L'effet le plus profond du traumatisme se manifeste en un ébranlement de la confiance fondamentale en la vie. La victime perd alors le sentiment qu'il existera toujours quelque chose pour la contenir et lui donner un soutien. La confiance fondamentale est une confiance en « quelque chose de plus grand »» que l'être humain vit comme le dépassant tout en le contenant (un univers, un cosmos, un ordre divin). Cette expérience est vécue comme particulièrement déstabilisante dans la mesure où, subjectivement, elle est perçue comme une violation de la foi jurée et comme une trahison.
Du point de vue d'une approche existentielle il est essentiel que la thérapie permette de développer un dialogue intérieur constructif. Une impulsion est donnée dans ce sens par un bon dialogue extérieur, rempli de confiance et d'empathie, qui servira de modèle et de guide au dialogue intérieur. Sans un interlocuteur qui voit véritablement la personne traumatisée et maintient une structure pour elle, les victimes de traumatisme ne réussissent que rarement à sortir de leurs cercles vicieux.
Du point de vue du travail thérapeutique pratique, les domaines concrets à aborder découlent du modèle structurel conçu par l'analyse existentielle et des structures spécifiques du moi. Celles-ci fournissent l'ordre selon lequel se déroulent les étapes thérapeutiques : 1. rapport au monde, 2. rapport à la vie, 3. rapport au soi, 4. rapport au sens.
1. Réalité (rapport au monde) : travail sur les « core assumptions »» (suppositions sur la réalité, donc sur « l'image du monde »») ; travail sur et exercices en rapport avec les structures fournissant un soutien, avec en priorité l'acceptation du donné (ce qui correspond à la première condition de base de l'existence).
2. Valeurs et relations (rapport à la vie) : attention par le biais de la relation thérapeutique, jouant le rôle de soutien ; introduction progressive des émotions dans les échanges en manifestant une empathie prudente (!) (avec une « différence minimale »» par rapport à l'expérience traumatique) ; prises de position du thérapeute.
3. Restructuration du soi (rapport au soi) : le thérapeute conduit en accompagnant ; travail sur la réalisation de petits pas vers la liberté et la gestion autonome de la vie ; rendre possible et guider le client vers ses propres prises de position. Travail à un processus central à l'aide de l'analyse existentielle personnelle, ce qui permettra d'intégrer progressivement les vécus traumatisants.
4. Rétablissement d'un rapport au contexte (rapport au sens) : tournant existentiel et découverte d'un sens situationnel (Frankl) ; sens ontologique et questions liées à la spiritualité ; accepter que ce qui n'a pas pu être compris fait partie d'une « réalité indépendante de l'individu »».
Cette démarche comporte avant tout des éléments permettant de restructurer.

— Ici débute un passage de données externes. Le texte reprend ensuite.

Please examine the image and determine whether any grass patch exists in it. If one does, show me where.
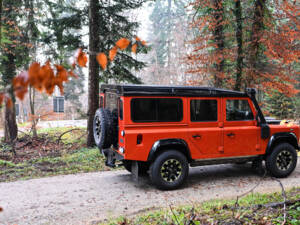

Mobiliser et utiliser des ressources est à la base d'une thérapie visant à traiter l'état de désolation laissé derrière lui par un vécu traumatique ; cela permet de survivre et de se laisser quelque possibilité d'agir. Ce faisant, les motivations existentielles fondamentales et les ressources personnelles jouent le rôle de conditions indispensables à une « posttraumatic growth »», ce qui suggère qu'il est utile d'examiner l'influence exercée par les capacités existentielles de base (Rodhammer 2002). Il s'agit parfois uniquement d'exploiter les possibilités restantes et de reconstruire juste à côté des ruines. C'est ce qu'a (aussi) voulu dire Frankl avec son fameux « dire malgré tout oui à la vie »».